Alors que nous nous remémorions récemment les grands films tournés autour des nazis pour accompagner la sortie de
Inglourious Basterds, un titre revenait sans cesse, très haut dans l'estime de chacun :
Le Dictateur de Charles Chaplin. Parce qu'il fut le premier à dénoncer la barbarie de ce qui se jouait en Europe, parce qu'il a décrit les exactions contre les juifs et l'extrême violence d'un dictateur dont la folie menaçait le monde. En 1940, il n'était pas très bien vu de se distinguer de la neutralité distante qui était alors la position des Etats-Unis pas encore entrés en guerre. Chaplin a dû faire face à de nombreuses réticences. Le film est sorti grâce au soutien du président Roosevelt. C'est une oeuvre engagée, où le cinéaste expose ses convictions profondément humanistes à une époque où elles étaient gravement compromises. Plus que jamais, l'humour est ici la politesse du désespoir. Plutôt que de pleurer, le légendaire Charlot prend le parti de ridiculiser les tyrans.
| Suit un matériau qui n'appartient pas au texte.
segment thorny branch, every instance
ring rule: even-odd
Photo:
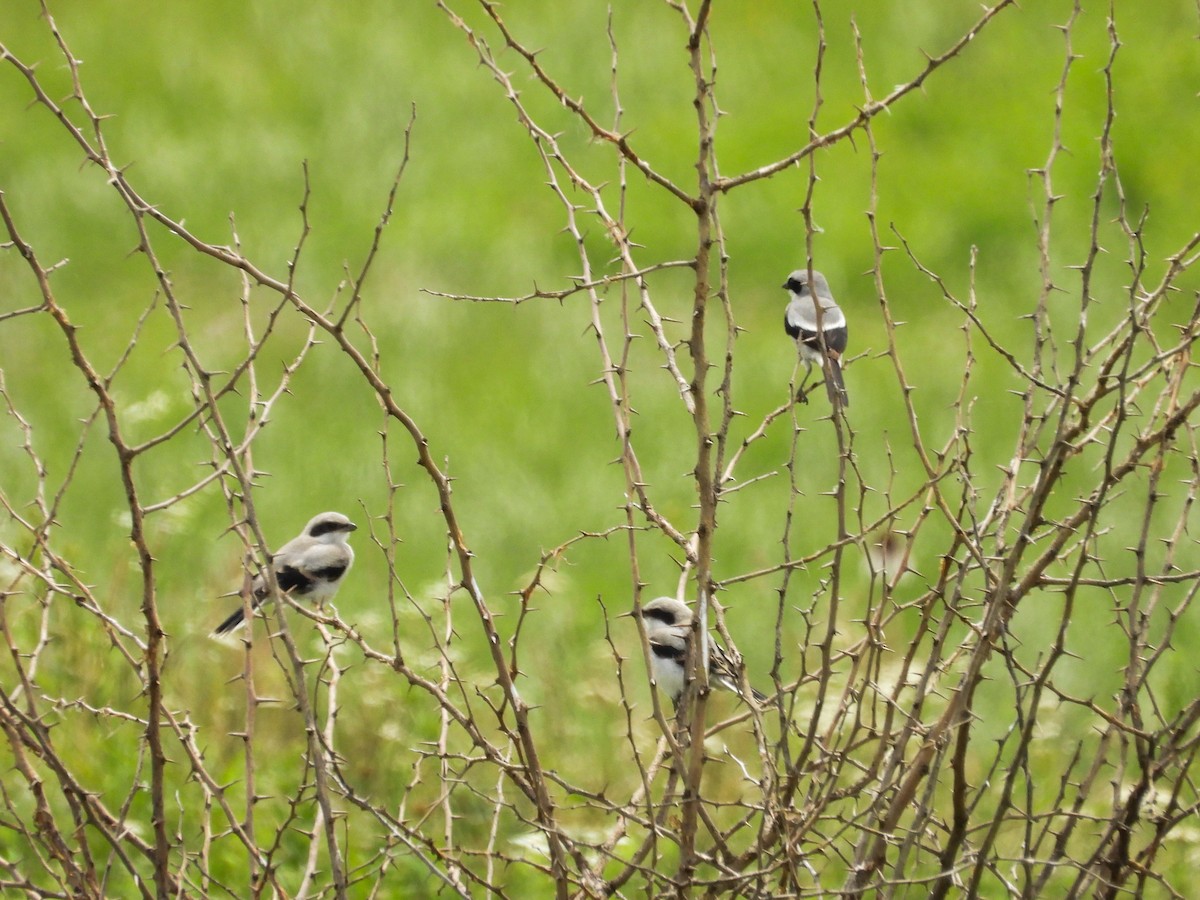
[[[229,246],[206,241],[185,227],[184,216],[139,193],[132,173],[113,158],[104,116],[89,102],[78,60],[48,7],[44,23],[71,80],[66,100],[54,100],[38,67],[0,44],[4,70],[31,91],[34,112],[49,114],[114,192],[152,283],[152,298],[124,320],[124,343],[106,371],[97,361],[103,354],[72,322],[73,299],[58,289],[60,265],[46,262],[24,236],[20,209],[0,192],[2,251],[19,260],[29,294],[0,311],[0,329],[31,320],[53,325],[62,390],[88,398],[66,466],[52,467],[28,398],[11,384],[11,373],[0,372],[22,468],[19,478],[0,482],[6,514],[0,636],[7,650],[0,732],[10,762],[0,779],[0,884],[31,895],[97,898],[214,889],[348,896],[412,880],[457,896],[517,896],[533,883],[562,898],[830,889],[863,896],[906,888],[932,896],[955,890],[1116,896],[1140,895],[1151,882],[1178,892],[1159,866],[1200,808],[1193,769],[1200,703],[1178,701],[1169,686],[1200,581],[1189,529],[1200,491],[1193,425],[1200,385],[1192,374],[1200,298],[1193,290],[1186,302],[1177,300],[1200,262],[1200,234],[1169,254],[1156,251],[1165,257],[1156,281],[1159,260],[1147,246],[1146,217],[1127,209],[1114,146],[1122,46],[1115,6],[1105,22],[1106,106],[1090,224],[1082,262],[1070,275],[1055,252],[1066,240],[1056,223],[1057,173],[1084,10],[1076,5],[1061,29],[1051,143],[1045,163],[1030,173],[1039,196],[1038,274],[1032,299],[1022,301],[1030,324],[1024,340],[982,302],[989,288],[977,264],[986,247],[972,248],[964,293],[953,287],[956,274],[920,259],[922,248],[899,224],[890,230],[902,253],[888,257],[893,247],[883,244],[886,229],[877,221],[884,158],[878,115],[899,109],[968,54],[1002,12],[1018,14],[1012,0],[986,7],[947,50],[926,56],[916,74],[878,100],[856,24],[862,102],[834,128],[820,125],[827,115],[828,44],[824,11],[815,1],[814,95],[803,144],[734,175],[720,167],[719,11],[708,0],[667,0],[666,7],[682,38],[679,65],[688,72],[694,114],[695,175],[688,184],[652,162],[636,128],[626,125],[617,13],[610,12],[607,25],[611,90],[606,100],[584,102],[505,19],[506,7],[479,0],[473,11],[479,24],[472,24],[470,16],[438,4],[516,110],[518,133],[538,155],[578,271],[565,278],[566,287],[535,284],[520,296],[426,294],[469,304],[541,299],[568,311],[586,307],[623,476],[612,521],[547,536],[542,546],[551,550],[532,560],[532,575],[516,592],[511,628],[500,618],[514,607],[500,605],[503,588],[484,575],[468,538],[466,522],[475,520],[455,497],[449,449],[437,446],[410,412],[404,382],[378,340],[371,275],[389,222],[408,212],[396,204],[412,160],[415,110],[364,262],[353,274],[347,268],[346,284],[322,307],[304,295],[298,278],[314,227],[307,169],[294,252],[286,274],[272,274],[244,252],[236,227]],[[492,40],[503,49],[493,50]],[[516,60],[518,74],[505,70],[502,54]],[[536,112],[522,96],[520,78],[553,100],[552,114]],[[568,149],[564,122],[610,154],[611,168],[601,176]],[[799,407],[791,400],[794,384],[787,385],[787,402],[773,403],[756,420],[734,404],[744,391],[743,307],[721,206],[803,164],[797,259],[814,265],[824,246],[816,224],[827,202],[824,154],[852,139],[869,150],[870,275],[886,341],[881,352],[854,362],[870,366],[876,380],[888,372],[907,428],[902,445],[881,439],[866,419],[846,410],[812,415],[815,403]],[[630,179],[644,180],[665,205],[686,210],[695,229],[686,258],[634,240]],[[1112,222],[1111,209],[1117,210]],[[589,229],[605,235],[602,251]],[[220,354],[168,271],[167,254],[174,251],[166,250],[167,236],[182,240],[198,260],[238,275],[234,365],[215,361]],[[1102,265],[1116,244],[1123,245],[1127,284],[1116,284]],[[919,350],[907,343],[888,290],[898,265],[924,276],[930,296],[961,325],[961,346],[944,350],[962,360],[949,427],[930,424],[913,383]],[[691,277],[685,304],[661,287],[680,272]],[[1064,298],[1072,304],[1068,330],[1060,318]],[[865,307],[857,312],[865,318]],[[142,436],[122,389],[139,340],[160,319],[169,324],[190,406]],[[289,343],[288,335],[295,341],[296,334],[299,343]],[[353,383],[380,415],[384,499],[364,500],[358,511],[370,539],[370,562],[360,545],[362,565],[388,570],[386,614],[361,620],[280,592],[269,564],[268,535],[275,529],[265,527],[257,503],[266,473],[256,461],[256,444],[276,412],[295,402],[300,374],[322,343],[348,364]],[[263,360],[282,348],[289,348],[287,362],[268,370]],[[1001,370],[1016,385],[1019,412],[1006,433],[1010,443],[984,446],[979,418],[991,413],[980,412],[980,398],[996,389],[980,382],[985,371]],[[690,448],[695,503],[686,509],[664,502],[664,492],[649,484],[647,461],[660,448],[635,431],[638,398],[664,385],[686,421],[686,431],[674,436]],[[121,486],[120,521],[128,532],[140,618],[103,583],[106,574],[76,562],[60,521],[65,498],[82,481],[80,467],[92,463],[94,431],[103,431],[110,449],[104,464]],[[755,451],[773,439],[786,445],[786,458],[763,466]],[[196,454],[190,440],[202,446],[203,474],[163,496],[148,469],[164,458],[184,468],[178,461]],[[828,468],[832,488],[811,475],[818,448],[835,457]],[[398,571],[403,461],[414,452],[437,500],[430,527],[445,535],[444,575],[432,590],[409,588]],[[731,568],[719,524],[766,491],[778,492],[775,509],[782,510],[779,545],[764,559]],[[828,516],[810,511],[826,500],[822,491],[833,504]],[[173,700],[160,614],[154,524],[209,496],[220,498],[247,570],[262,572],[272,595],[258,617],[265,631],[257,623],[245,632],[235,677],[241,706],[227,733],[211,724],[202,728],[196,714]],[[812,522],[832,526],[821,533]],[[616,605],[601,596],[595,608],[614,671],[604,695],[618,722],[607,752],[619,755],[628,779],[602,785],[564,774],[571,749],[535,715],[522,679],[547,671],[529,634],[546,616],[534,599],[553,595],[556,566],[578,559],[584,548],[617,542],[626,554],[629,596]],[[644,696],[642,666],[652,666],[654,649],[644,625],[624,634],[614,626],[642,607],[650,588],[643,582],[646,562],[662,552],[678,562],[673,593],[691,602],[696,616],[678,712],[659,685],[647,714],[636,697]],[[738,629],[727,628],[726,613],[746,587],[778,596],[773,696],[719,719],[727,707],[709,702],[715,685],[707,636],[715,632],[731,659],[740,660],[731,635]],[[1109,629],[1103,641],[1093,635],[1102,618]],[[622,647],[632,646],[635,631],[640,660],[626,666]],[[64,689],[54,672],[62,667],[65,634],[94,634],[110,652],[124,698]],[[170,654],[193,652],[179,636],[170,641]],[[1073,680],[1075,658],[1094,659],[1092,642],[1103,643],[1106,662],[1120,667],[1111,696]],[[744,671],[737,677],[748,692],[751,679]],[[413,733],[427,736],[401,736],[396,772],[404,774],[389,772],[386,788],[364,774],[373,761],[355,758],[364,750],[347,736],[352,713],[362,714],[379,696],[403,697],[396,702]],[[295,712],[302,734],[292,745],[299,748],[296,758],[272,744],[278,738],[270,722],[281,702]],[[1012,720],[988,721],[985,709],[997,706],[1013,710]],[[130,761],[103,785],[71,746],[73,730],[97,726],[124,742]],[[382,737],[373,737],[379,745],[366,752],[378,751],[380,767],[394,763],[383,758]],[[234,764],[217,762],[218,744],[239,749]]]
C'est ainsi qu'il parle, pour la première fois à l'écran, dans un discours final qui a gardé toute son actualité et sa bouleversante tolérance, brandie fièrement, comme une utopie.
La satyre selon ChaplinLe film s'ouvre sur la Grande Guerre, que Chaplin avait d'ailleurs auparavant abordée dans
Charlot Soldat en 1918, pointant comme ici son absurdité. Le héros est un humble barbier maladroit, aux prises avec une Grosse Bertha capricieuse et un obus facétieux. Le soldat se trouve ensuite perdu dans la brume des combats appelant fébrilement ses compagnons d'armes avant de se retrouver au milieu de ses ennemis. Après avoir sauvé un aviateur exténué, et survécu au crash de leur avion, son pays, la Tomainie, se voit vaincu et tombe sous le joug d'un terrifiant dictateur, Hynkel. Ce dernier se livre à des discours haineux qui intimident même ses micros. Le barbier, devenu amnésique, passe des années à l'hôpital militaire, qu'il quitte, dans l'ignorance du changement de régime et des exactions commises contre les juifs. Il regagne le ghetto avec candeur et se défend contre les miliciens qui y sèment la terreur. Parallèlement à cela on assiste aux délires mégalomaniaques du tyran. Se rêvant empereur du monde, il prépare avec ses sbires l'invasion de l'Osterlich.
Chaplin place donc sa charge satyrique sous le signe de la parodie (postulat que Lubitsch reprendra dans
To be or not to be). Il crée un pays imaginaire pour mieux pointer les rêves de grandeur délirants des nazis (on aperçoit une Vénus de Milo faisant le salut hitlérien et Le Penseur de Rodin adoptant la même pose). Il invente une langue, charabia inspiré de la diction éructante de Hitler pendant ses discours. La pantomime qu'il a maîtrisée dans ses grands films muets n'est pas si éloignée (lorsque le dictateur arrache rageusement les médailles de Herring, jusqu'à ses boutons). Le cinéaste nourrissait en effet de grandes réserves à l'égard du parlant, refusant de l'adopter pour
les Temps modernes en 1936. On retrouve la poésie visuelle de l'humour de Chaplin, ses gags chorégraphiés et burlesques (lorsque Paulette Goddard assomme les miliciens à coups de casserole ou lorsqu'il rase un client en parfaite synchronisation avec la 5ème danse hongroise de Brahms). Ce talent visuel lui permet de suggérer énormément, notamment lors de la scène où Hynkel joue avec le globe terrestre après avoir -littéralement- grimpé au rideau en rêvant de domination mondiale. Sur l'ouverture de
Lohengrin de Richard Wagner (compositeur préféré de Hitler), il exécute un véritable ballet, aérien et glaçant, dévoilant par le geste toutes les motivations de son personnage.
Le Dictateur apparaît donc comme une oeuvre de transition harmonieuse entre ses chefs- d'oeuvre muets et parlants (
les Feux de la rampe portera également en lui cette part de nostalgie pour l'ère du muet). Les gags s'enchaînent inlassablement, avec un sens du timing exemplaire (suffisamment développés pour qu'ils soient drôles et inventifs sans jamais s'éterniser). On est dans une oeuvre à situer dans le prolongement des aventures de Charlot, le célèbre vagabond. Le barbier en adopte tous les traits distinctifs : sa démarche, sa naïveté et sa maladresse. Le héros est comme toujours du côté des opprimés contre lesquels la dureté de la loi s'acharne.